Lalu ia tahu perempuan itu tak akan menangis. Sebab bila esok

pagi pada rumput halaman ada tapak yang menjauh ke utara,

ia tak akan mencatat yang telah lewat dan yang akan tiba,

karena ia tak berani lagi.

Anjasmara, adikku, tinggallah seperti dulu.

Bulan pun lamban dalam angin, abai dalam waktu.

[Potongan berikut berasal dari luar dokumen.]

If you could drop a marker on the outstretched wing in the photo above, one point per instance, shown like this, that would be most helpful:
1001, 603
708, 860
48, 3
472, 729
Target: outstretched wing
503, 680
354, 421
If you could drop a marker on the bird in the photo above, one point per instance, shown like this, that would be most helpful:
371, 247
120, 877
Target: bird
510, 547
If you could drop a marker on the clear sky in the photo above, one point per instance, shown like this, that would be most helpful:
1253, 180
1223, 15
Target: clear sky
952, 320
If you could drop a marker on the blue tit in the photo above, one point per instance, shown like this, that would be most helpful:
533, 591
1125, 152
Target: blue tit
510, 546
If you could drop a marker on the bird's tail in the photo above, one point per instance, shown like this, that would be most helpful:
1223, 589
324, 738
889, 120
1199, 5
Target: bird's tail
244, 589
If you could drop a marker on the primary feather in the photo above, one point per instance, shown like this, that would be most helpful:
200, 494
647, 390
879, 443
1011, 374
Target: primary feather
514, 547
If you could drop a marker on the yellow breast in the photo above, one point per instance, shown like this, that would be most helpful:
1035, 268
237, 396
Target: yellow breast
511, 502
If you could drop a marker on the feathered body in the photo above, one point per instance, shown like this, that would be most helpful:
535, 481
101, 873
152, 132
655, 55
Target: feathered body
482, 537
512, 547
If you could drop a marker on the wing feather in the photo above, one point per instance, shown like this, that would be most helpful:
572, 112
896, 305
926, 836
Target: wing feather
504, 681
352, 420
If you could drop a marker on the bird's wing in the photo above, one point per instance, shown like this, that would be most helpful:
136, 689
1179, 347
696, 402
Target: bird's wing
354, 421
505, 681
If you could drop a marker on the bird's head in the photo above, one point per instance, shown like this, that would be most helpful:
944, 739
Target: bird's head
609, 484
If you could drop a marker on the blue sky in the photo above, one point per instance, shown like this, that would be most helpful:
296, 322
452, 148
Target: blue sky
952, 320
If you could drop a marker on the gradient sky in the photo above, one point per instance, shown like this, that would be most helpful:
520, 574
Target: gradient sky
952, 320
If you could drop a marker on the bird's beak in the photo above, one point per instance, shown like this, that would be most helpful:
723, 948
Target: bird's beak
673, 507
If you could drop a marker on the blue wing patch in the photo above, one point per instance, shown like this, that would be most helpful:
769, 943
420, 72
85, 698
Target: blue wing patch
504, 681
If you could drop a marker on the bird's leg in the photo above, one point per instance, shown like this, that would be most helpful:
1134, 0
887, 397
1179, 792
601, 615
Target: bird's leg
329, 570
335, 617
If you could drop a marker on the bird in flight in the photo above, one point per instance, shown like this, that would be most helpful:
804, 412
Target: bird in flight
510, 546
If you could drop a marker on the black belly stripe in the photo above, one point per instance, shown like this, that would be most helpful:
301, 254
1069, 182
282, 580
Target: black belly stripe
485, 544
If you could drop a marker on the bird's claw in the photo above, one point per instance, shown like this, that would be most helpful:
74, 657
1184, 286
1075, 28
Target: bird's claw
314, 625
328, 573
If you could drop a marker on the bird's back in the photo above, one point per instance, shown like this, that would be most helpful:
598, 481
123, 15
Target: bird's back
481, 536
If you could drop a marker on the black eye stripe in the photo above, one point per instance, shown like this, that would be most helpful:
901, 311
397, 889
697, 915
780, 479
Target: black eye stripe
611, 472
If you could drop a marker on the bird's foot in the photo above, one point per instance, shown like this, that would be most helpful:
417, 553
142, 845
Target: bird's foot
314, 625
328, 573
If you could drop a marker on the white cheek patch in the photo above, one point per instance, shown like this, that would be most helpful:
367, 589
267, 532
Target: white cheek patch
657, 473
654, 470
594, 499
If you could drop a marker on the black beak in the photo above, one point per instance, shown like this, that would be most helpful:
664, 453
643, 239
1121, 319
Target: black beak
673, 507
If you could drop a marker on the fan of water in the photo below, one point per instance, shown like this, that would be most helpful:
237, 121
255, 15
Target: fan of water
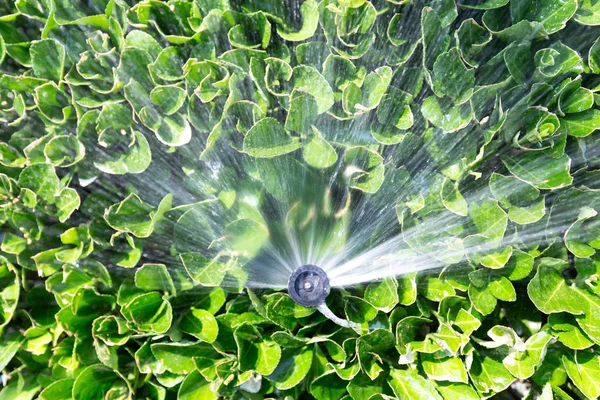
357, 211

Lewat remang dan kunang-kunang, kaulupakan wajahku,

kulupakan wajahmu.

(Goenawan Mohamad, 1992: 44)


Aku buka genggaman ku yang memaksa kau berada dalam lingkup gaib selimut ini, kau hanya perlu melangkah, maka akan kau masuki hingar bingar stasiun kereta ini, mungkin kau akan menaiki kereta terakhir malam ini, aku di sini menunggu semoga kau kembali atau setidaknya mengingat di mana kita lewati keramain dalam kesepian dibalik dunia ajaib ini, yang hanya ada aku, yang hanya ada kamu.


itu paggilan naik untuk kereta terakhir,... bergegas lah. aku akan segera menyusul, dan akan kumenangkan hatimu kembali.... sebelum itu, biar ku musnahkan dulu selimut gaib ini.